Cards Against Humanity, however, starts out that way. A co-worker described it to me recently as “Apples to Apples for horrible people.” And that’s not far off from the motto on the CaH website. Cards Against Humanity is free, and last night some friends of mine and I decided to give it a try. Teaming up a Skype voice call with Vassal (“a game engine for building and playing online adaptations of board games and card games,”) allowed us to play together, even though we were all in different places, trying to keep the volume of our laughter down so that we wouldn’t wake our kids.
I definitely stole this picture from wwdn.
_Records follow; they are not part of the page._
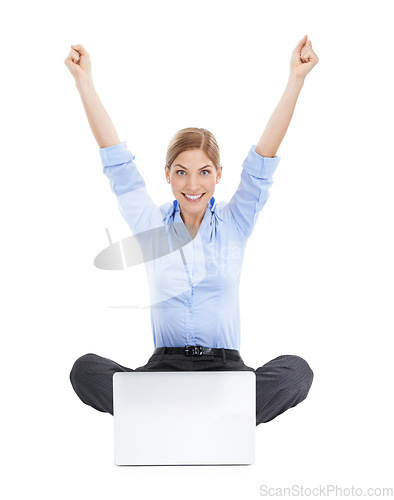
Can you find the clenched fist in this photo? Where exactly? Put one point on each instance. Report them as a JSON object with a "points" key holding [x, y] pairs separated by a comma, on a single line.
{"points": [[78, 62]]}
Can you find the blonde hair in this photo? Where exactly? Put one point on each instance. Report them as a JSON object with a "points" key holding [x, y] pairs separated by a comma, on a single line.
{"points": [[193, 138]]}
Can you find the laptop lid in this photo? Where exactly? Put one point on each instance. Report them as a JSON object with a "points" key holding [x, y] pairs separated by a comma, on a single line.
{"points": [[184, 418]]}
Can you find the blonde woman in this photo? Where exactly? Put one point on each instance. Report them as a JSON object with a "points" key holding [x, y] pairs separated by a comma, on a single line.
{"points": [[195, 318]]}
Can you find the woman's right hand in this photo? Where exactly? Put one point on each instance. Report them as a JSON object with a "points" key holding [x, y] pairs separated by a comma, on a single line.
{"points": [[78, 62]]}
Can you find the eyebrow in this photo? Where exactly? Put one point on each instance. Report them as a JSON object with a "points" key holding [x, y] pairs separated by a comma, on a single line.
{"points": [[177, 165]]}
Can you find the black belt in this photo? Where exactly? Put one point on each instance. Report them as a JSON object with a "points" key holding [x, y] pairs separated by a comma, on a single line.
{"points": [[198, 350]]}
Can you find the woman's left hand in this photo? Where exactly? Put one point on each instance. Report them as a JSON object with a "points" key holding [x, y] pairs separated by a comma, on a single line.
{"points": [[303, 58]]}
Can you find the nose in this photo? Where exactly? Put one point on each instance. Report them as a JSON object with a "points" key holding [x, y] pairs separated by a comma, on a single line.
{"points": [[193, 184]]}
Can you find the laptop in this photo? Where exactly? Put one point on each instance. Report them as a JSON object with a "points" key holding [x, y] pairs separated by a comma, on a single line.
{"points": [[184, 417]]}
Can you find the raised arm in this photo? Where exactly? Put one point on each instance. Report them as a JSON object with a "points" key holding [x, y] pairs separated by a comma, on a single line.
{"points": [[303, 59], [78, 62], [261, 162]]}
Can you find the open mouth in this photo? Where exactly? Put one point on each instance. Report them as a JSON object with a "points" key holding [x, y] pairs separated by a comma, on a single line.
{"points": [[193, 199]]}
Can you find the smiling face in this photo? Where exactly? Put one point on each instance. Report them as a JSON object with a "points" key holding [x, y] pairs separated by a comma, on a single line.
{"points": [[193, 173]]}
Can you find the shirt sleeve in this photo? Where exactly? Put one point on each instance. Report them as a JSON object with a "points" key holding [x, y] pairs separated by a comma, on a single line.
{"points": [[126, 182], [252, 193]]}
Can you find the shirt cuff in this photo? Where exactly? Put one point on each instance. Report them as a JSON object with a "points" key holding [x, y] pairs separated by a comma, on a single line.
{"points": [[115, 155], [262, 167]]}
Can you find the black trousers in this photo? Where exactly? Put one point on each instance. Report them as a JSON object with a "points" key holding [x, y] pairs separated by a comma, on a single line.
{"points": [[281, 383]]}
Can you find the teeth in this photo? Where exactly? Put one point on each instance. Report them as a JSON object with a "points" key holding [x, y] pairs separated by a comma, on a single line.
{"points": [[193, 197]]}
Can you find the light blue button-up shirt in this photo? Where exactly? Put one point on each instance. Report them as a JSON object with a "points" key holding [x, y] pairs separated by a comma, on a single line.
{"points": [[194, 292]]}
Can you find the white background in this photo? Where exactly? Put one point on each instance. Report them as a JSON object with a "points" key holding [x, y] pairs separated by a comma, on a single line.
{"points": [[318, 274]]}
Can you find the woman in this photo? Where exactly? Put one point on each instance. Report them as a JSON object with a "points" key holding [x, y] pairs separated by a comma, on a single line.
{"points": [[195, 316]]}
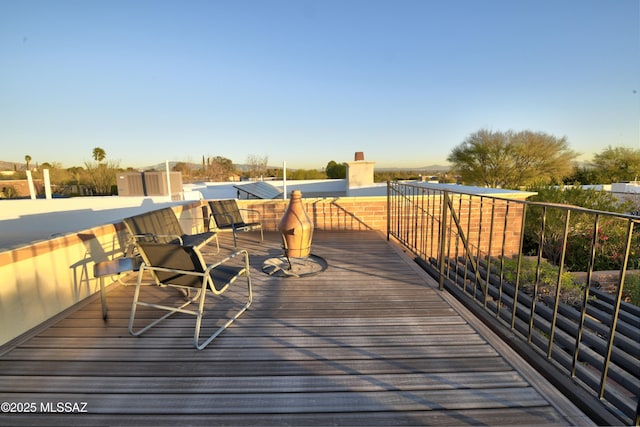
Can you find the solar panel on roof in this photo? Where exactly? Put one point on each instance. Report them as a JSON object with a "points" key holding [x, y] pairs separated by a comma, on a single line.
{"points": [[260, 189]]}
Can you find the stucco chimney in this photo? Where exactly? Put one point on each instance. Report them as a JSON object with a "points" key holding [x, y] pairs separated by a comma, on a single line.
{"points": [[359, 172]]}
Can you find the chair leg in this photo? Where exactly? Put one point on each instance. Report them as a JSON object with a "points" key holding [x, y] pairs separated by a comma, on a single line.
{"points": [[170, 310], [196, 336]]}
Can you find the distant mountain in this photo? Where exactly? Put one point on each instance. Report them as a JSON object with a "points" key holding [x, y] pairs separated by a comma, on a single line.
{"points": [[9, 166]]}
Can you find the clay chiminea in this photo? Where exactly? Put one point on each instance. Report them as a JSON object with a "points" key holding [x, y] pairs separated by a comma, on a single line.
{"points": [[296, 228]]}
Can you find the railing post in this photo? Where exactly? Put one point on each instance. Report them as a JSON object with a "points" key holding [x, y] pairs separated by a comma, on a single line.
{"points": [[443, 235], [388, 210]]}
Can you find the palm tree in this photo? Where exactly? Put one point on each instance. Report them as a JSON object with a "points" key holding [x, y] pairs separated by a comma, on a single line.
{"points": [[99, 154]]}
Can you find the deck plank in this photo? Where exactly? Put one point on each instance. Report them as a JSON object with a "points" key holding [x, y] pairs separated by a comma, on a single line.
{"points": [[366, 342]]}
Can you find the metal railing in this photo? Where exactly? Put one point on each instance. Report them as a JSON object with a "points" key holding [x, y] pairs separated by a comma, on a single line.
{"points": [[518, 261]]}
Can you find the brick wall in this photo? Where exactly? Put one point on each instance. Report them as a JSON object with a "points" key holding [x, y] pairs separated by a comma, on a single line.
{"points": [[22, 186]]}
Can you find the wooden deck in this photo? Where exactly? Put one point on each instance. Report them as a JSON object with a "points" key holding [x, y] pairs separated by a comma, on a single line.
{"points": [[369, 341]]}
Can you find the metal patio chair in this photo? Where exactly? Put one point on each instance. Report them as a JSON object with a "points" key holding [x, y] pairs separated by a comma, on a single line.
{"points": [[227, 216], [184, 268]]}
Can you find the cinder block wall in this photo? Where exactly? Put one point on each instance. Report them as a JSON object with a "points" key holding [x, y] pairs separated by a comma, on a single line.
{"points": [[340, 213]]}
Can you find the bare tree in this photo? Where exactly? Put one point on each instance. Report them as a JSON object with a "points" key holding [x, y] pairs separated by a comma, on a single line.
{"points": [[512, 159], [99, 154]]}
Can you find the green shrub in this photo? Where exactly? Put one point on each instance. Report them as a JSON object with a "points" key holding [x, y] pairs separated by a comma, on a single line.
{"points": [[632, 288], [571, 291]]}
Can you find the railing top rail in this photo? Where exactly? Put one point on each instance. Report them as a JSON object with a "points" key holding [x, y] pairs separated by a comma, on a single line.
{"points": [[465, 191]]}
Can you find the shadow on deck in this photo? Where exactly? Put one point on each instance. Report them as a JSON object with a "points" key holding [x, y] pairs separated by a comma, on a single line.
{"points": [[369, 341]]}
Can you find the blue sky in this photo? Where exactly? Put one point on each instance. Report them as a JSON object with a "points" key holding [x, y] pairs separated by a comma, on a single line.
{"points": [[307, 82]]}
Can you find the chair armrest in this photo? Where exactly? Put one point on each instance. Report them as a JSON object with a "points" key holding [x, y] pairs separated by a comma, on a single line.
{"points": [[154, 237], [228, 216], [229, 257], [255, 211]]}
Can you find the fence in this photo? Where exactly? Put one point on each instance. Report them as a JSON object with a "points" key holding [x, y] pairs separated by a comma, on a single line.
{"points": [[513, 262]]}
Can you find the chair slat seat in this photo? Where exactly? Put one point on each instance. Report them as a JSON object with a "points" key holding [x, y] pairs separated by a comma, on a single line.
{"points": [[162, 226], [180, 266], [227, 216]]}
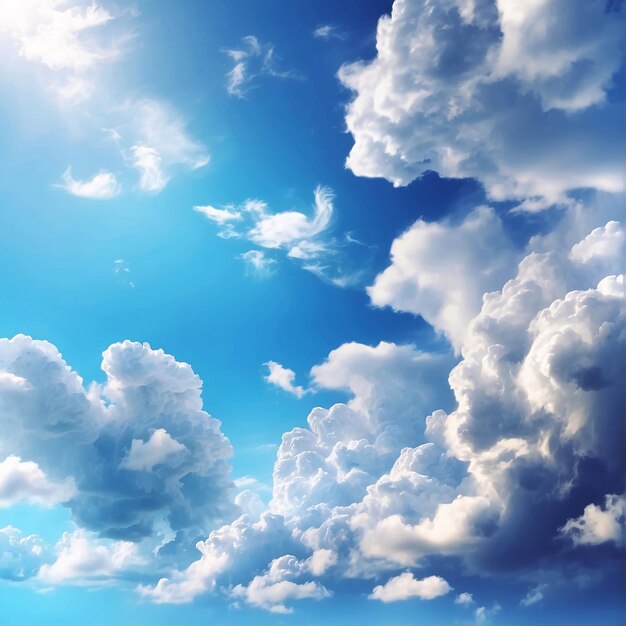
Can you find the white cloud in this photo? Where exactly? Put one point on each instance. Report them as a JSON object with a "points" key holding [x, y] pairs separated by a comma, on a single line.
{"points": [[20, 556], [160, 448], [50, 33], [148, 161], [70, 42], [441, 270], [81, 559], [405, 586], [121, 269], [272, 590], [219, 216], [327, 31], [287, 229], [243, 546], [259, 262], [252, 61], [345, 448], [283, 378], [149, 405], [534, 595], [599, 524], [23, 481], [604, 242], [303, 238], [160, 142], [103, 186], [464, 89], [464, 599]]}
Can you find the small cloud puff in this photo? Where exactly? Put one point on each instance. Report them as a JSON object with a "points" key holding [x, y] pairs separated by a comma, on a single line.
{"points": [[406, 586], [283, 378], [103, 186]]}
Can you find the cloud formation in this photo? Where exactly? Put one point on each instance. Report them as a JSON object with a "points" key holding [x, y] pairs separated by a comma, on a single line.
{"points": [[252, 61], [440, 270], [103, 186], [23, 481], [20, 556], [283, 378], [146, 460], [302, 238], [405, 586], [506, 94]]}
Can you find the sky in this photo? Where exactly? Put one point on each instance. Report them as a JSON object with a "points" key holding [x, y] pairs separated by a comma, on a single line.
{"points": [[313, 312]]}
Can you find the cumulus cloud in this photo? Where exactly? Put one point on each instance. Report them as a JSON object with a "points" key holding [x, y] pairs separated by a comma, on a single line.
{"points": [[345, 448], [599, 524], [464, 599], [406, 586], [103, 186], [147, 461], [20, 556], [283, 378], [534, 595], [81, 559], [23, 481], [441, 270], [388, 480], [506, 94], [252, 61], [159, 448], [272, 590], [161, 143], [259, 262], [238, 548]]}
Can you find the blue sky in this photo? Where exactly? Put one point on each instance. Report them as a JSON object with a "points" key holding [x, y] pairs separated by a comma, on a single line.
{"points": [[388, 235]]}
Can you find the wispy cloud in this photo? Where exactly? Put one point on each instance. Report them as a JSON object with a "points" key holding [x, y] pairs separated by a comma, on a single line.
{"points": [[121, 269], [328, 31], [302, 238], [103, 186], [70, 41], [253, 60], [284, 378]]}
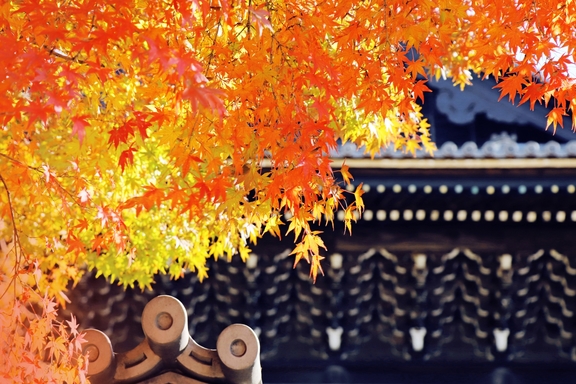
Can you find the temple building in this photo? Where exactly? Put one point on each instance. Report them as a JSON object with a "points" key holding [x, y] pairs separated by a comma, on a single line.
{"points": [[462, 268]]}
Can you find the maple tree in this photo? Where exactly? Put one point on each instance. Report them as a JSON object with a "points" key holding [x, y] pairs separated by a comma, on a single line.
{"points": [[142, 137]]}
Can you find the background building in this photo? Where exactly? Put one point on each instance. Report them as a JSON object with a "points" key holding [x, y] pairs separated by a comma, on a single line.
{"points": [[462, 269]]}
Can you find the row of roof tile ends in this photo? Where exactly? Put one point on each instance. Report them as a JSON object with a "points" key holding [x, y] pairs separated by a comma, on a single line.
{"points": [[371, 306], [499, 148]]}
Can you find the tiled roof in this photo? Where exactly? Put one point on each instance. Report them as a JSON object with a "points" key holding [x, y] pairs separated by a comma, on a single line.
{"points": [[499, 147], [368, 306]]}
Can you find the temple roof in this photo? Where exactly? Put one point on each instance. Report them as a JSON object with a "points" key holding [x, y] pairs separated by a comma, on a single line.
{"points": [[464, 261]]}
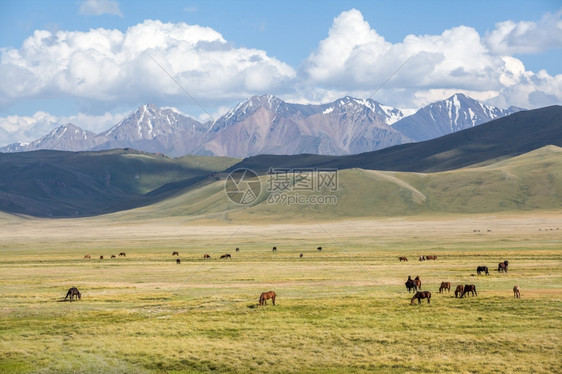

There isn’t a Cards Against Humanity episode of TableTop, perhaps because it’s a show that a lot of people let their children watch, and it can get out of hand very quickly on the “not suitable for those under X” scales. But Wil Wheaton enjoys it, and if you meet him at a convention and bring along a blank card, he’ll make a custom one for you. He often posts pictures of the CaH combinations he’s seen or created on the various social networks he uses and on his blog.
If you’re a horrible person, I recommend Cards Against Humanity. If you’re not a horrible person and like to watch hilarious (and/or nerdy) people play games, I recommend TableTop. If you don’t like to watch or read about board games, then please disregard all of the above.